Ich war dann dankbar für die ersten Stellungnahmen des Generalpräsidiums und anderer, die diese Schlagzeilen ein wenig einordneten. Die von „bekannten Vorwürfen“ sprachen, die mittlerweile geklärt und ausgeräumt seien. Doch halt! War das wirklich alles so bekannt? Hat man von „Missbrauch“ im Kontext von Pater Kentenich in Schönstatt tatsächlich schon vorher gehört? Nun, das Wort selbst mag nicht gefallen sein und es war ja in den 1950er Jahren auch noch nicht so geläufig. Aber dass die Beziehung der Marienschwestern zu dem Gründer ihrer Gemeinschaft u.a. ausschlaggebend für seine Verbannung in das Exil nach Milwaukee war und damit auch die „Pädagogik Schönstatts“: Das war und ist in der Tat bekannt. Nachzulesen etwa in der sehr bemerkenswerten Biographie von Sr.
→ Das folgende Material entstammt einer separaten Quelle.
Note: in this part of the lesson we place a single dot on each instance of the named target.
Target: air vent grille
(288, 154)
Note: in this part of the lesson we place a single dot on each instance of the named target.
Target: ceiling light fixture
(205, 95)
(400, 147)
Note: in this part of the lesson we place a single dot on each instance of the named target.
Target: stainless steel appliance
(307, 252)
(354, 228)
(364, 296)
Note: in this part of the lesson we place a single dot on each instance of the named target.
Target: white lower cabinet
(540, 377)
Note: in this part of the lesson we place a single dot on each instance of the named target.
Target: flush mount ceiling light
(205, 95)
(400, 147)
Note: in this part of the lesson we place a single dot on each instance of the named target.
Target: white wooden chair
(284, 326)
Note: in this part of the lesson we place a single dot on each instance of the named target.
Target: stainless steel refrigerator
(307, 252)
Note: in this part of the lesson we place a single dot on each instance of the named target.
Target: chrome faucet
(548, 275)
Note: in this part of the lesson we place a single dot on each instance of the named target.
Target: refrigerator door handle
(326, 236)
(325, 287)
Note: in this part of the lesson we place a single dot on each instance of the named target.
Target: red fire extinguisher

Dorothea M. Schlickmann „Josef Kentenich – ein Leben am Rande des Vulkans“. Dort ist von starken Spannungen in der Schwesterngemeinschaft und Schwierigkeiten mit der Generaloberin ebenso die Rede (S. 231; 257/258) wie davon, dass Pater Tromp, der Visitator Schönstatts, meinte, dass der Gründer Schönstatts wie ein Despot in der Gemeinschaft herrschen würde (S. 245).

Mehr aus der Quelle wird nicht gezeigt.